As News is my Business reported, wireless carriers opposed the measure for several reasons, including that it would not only undermine the strengthening and growth of small and medium businesses — which would suppose a direct impact on the economy — but would be almost impossible to implement given that there an estimated 800,000 prepaid handsets in use in the market.
As opposed to wireless handsets that carry contract agreements, prepaid handsets need not be registered with the carrier that offers the service. This means that carriers do not keep track of the customer’s name, address or any other information that identifies them.
Fortuño said that precisely is the reason that makes it impossible for authorities to track down their owners in case of an extortion incident. The registry the TRB has been ordered to create will contain information that will only be available to law enforcement agencies that request it as part of a criminal investigation.
However, in a joint statement issued earlier this month, representatives from T-Mobile, AT&T, Claro and Sprint said companies constantly work with law enforcement agencies, rendering the bill unnecessary.
Retailers call in concerns
The bill’s signing drew immediate reaction from the United Retailers Association, which on Tuesday urged its members to evaluate whether selling prepaid phones remains a cost-effective service.
“We recognize the merit of the measure as it addresses a public safety issue,” said Ignacio Veloz, president of the trade organization known as CUD. “However, it represents an additional burden on top of many others the government has imposed on the small and mid-sized business sector.”

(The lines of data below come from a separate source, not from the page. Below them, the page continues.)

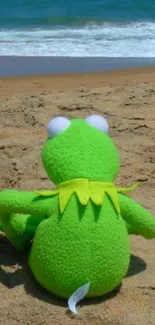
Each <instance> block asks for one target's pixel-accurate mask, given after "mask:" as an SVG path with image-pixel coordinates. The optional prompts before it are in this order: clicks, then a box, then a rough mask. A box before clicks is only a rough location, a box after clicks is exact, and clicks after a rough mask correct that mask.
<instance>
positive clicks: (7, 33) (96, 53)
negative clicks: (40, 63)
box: [0, 0, 155, 57]
mask: <svg viewBox="0 0 155 325" xmlns="http://www.w3.org/2000/svg"><path fill="white" fill-rule="evenodd" d="M0 55H28V56H32V55H37V56H48V55H49V56H106V57H108V56H109V57H134V56H135V57H155V0H148V1H146V0H76V1H75V0H4V1H1V2H0Z"/></svg>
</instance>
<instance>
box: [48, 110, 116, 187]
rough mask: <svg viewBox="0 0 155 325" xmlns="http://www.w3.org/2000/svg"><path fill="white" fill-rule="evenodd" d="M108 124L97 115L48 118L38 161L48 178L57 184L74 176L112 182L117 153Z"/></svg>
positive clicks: (94, 179)
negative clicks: (41, 159) (47, 125)
mask: <svg viewBox="0 0 155 325" xmlns="http://www.w3.org/2000/svg"><path fill="white" fill-rule="evenodd" d="M108 129H109V127H108V123H107V122H106V120H105V119H104V118H103V117H101V116H98V115H90V116H88V117H87V118H86V119H85V120H82V119H73V120H69V119H67V118H65V117H56V118H54V119H53V120H51V121H50V123H49V125H48V128H47V133H48V138H47V140H46V142H45V145H44V148H43V151H42V160H43V164H44V167H45V170H46V172H47V174H48V176H49V178H50V179H51V180H52V181H53V182H54V183H55V184H59V183H61V182H65V181H68V180H72V179H76V178H87V179H89V180H90V181H102V182H112V181H114V179H115V177H116V175H117V173H118V170H119V155H118V152H117V149H116V147H115V145H114V143H113V141H112V139H111V138H110V137H109V135H108Z"/></svg>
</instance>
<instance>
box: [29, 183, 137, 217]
mask: <svg viewBox="0 0 155 325" xmlns="http://www.w3.org/2000/svg"><path fill="white" fill-rule="evenodd" d="M137 186H138V184H135V185H133V186H131V187H129V188H116V187H115V185H114V184H113V183H105V182H89V180H88V179H85V178H78V179H74V180H71V181H67V182H63V183H60V184H59V185H58V186H57V188H56V190H53V191H49V190H47V191H35V192H36V193H37V194H39V195H40V196H43V197H50V196H55V195H58V196H59V207H60V211H61V213H63V212H64V210H65V208H66V206H67V204H68V203H69V201H70V199H71V197H72V195H73V194H74V193H76V196H77V198H78V200H79V202H80V203H81V204H82V205H87V204H88V202H89V200H91V201H92V202H93V203H94V204H95V205H97V206H101V205H102V204H103V202H104V196H105V194H107V195H108V196H109V198H110V199H111V203H112V204H113V206H114V208H115V210H116V212H117V213H118V214H120V206H119V201H118V192H125V191H131V190H132V189H134V188H136V187H137Z"/></svg>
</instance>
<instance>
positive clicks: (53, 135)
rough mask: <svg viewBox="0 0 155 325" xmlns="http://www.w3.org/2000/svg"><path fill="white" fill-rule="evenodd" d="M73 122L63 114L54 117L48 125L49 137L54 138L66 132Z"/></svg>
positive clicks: (47, 127) (47, 129)
mask: <svg viewBox="0 0 155 325" xmlns="http://www.w3.org/2000/svg"><path fill="white" fill-rule="evenodd" d="M70 124H71V121H70V120H69V119H68V118H66V117H63V116H58V117H55V118H53V119H52V120H51V121H50V122H49V124H48V127H47V134H48V137H49V138H53V137H55V136H56V135H58V134H60V133H62V132H64V131H65V130H66V129H67V128H68V127H69V125H70Z"/></svg>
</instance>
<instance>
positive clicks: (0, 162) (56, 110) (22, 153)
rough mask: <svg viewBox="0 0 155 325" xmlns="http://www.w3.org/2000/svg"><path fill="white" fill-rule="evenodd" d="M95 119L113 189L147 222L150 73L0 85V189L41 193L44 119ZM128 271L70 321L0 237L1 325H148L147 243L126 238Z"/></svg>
mask: <svg viewBox="0 0 155 325" xmlns="http://www.w3.org/2000/svg"><path fill="white" fill-rule="evenodd" d="M94 113H95V114H99V115H103V116H104V117H105V118H106V119H107V121H108V123H109V126H110V135H111V137H112V138H113V139H114V141H115V143H116V145H117V148H118V151H119V153H120V157H121V168H120V173H119V175H118V177H117V180H116V184H117V185H119V186H120V185H121V186H130V185H132V184H134V183H135V182H137V181H139V183H140V186H139V187H138V188H137V189H136V190H135V191H133V192H131V194H129V195H131V196H132V197H133V198H134V199H136V200H137V201H138V202H140V203H141V204H142V205H143V206H144V207H146V208H147V209H148V210H149V211H150V212H152V214H154V215H155V199H154V198H155V68H154V67H147V68H137V69H125V70H120V71H115V72H114V71H109V72H103V73H87V74H84V73H83V74H77V75H76V74H72V75H69V74H68V75H48V76H46V75H42V76H41V75H38V76H31V77H29V76H27V77H22V76H21V77H12V78H0V166H1V168H0V189H1V190H2V189H5V188H16V189H20V190H35V189H49V188H50V187H51V183H50V181H49V180H48V178H47V176H46V174H45V172H44V169H43V166H42V163H41V158H40V153H41V149H42V147H43V144H44V141H45V139H46V127H47V124H48V122H49V121H50V119H51V118H53V117H54V116H56V115H64V116H66V117H69V118H74V117H80V118H84V117H86V116H88V115H89V114H94ZM131 254H132V255H131V264H130V269H129V273H128V275H127V277H126V278H125V279H124V281H123V282H122V286H121V288H120V291H117V292H114V293H112V294H110V295H109V296H108V297H103V298H100V299H95V300H94V299H93V300H89V301H86V300H84V301H83V302H82V304H80V314H79V316H77V317H74V316H72V315H71V314H70V313H68V311H67V302H66V301H63V300H61V299H57V298H56V297H54V296H52V295H50V294H48V293H47V292H46V291H44V290H43V289H42V288H40V286H39V285H38V284H37V283H36V282H35V281H34V279H33V278H32V276H31V273H30V272H29V270H28V267H27V256H28V252H25V253H23V254H21V253H17V252H16V250H15V248H13V247H12V245H11V244H10V243H9V242H8V241H7V239H6V238H5V237H4V236H3V235H1V237H0V319H1V324H3V325H17V324H21V325H28V324H31V325H54V324H56V325H71V324H74V325H82V324H83V325H124V324H126V325H146V324H148V325H154V324H155V241H154V240H151V241H149V240H145V239H143V238H140V237H135V236H132V237H131Z"/></svg>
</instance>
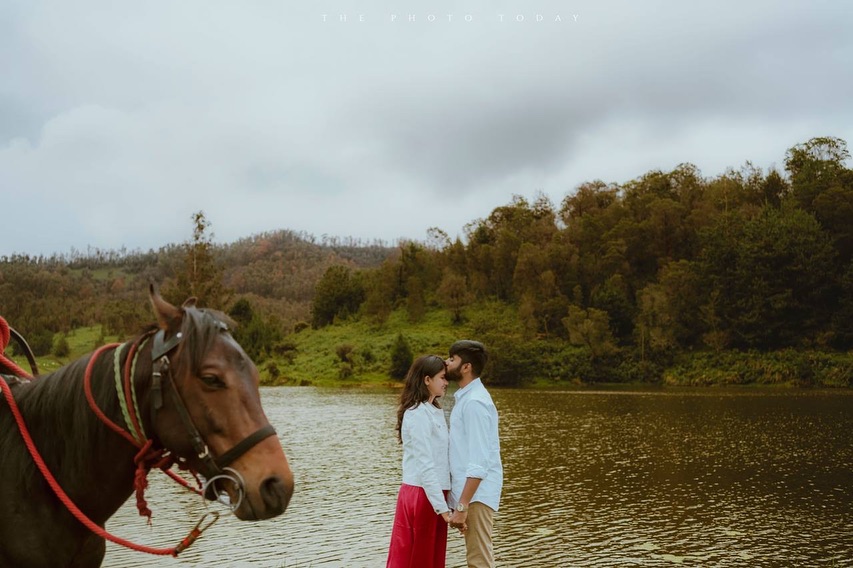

Specifically, Veloz mentioned the penalties that retailers are exposed to for infringing the law of as much as $25,000 per violation.
“We’re sending a direct message to retailers. They should evaluate the profits they make from prepaid phone sales against the risk of being fined to determine if it is worth it, or if its simply best left to no longer offer the product,” Veloz said, noting the CUD will orient its members on the terms of the new law, to help them avoid fines.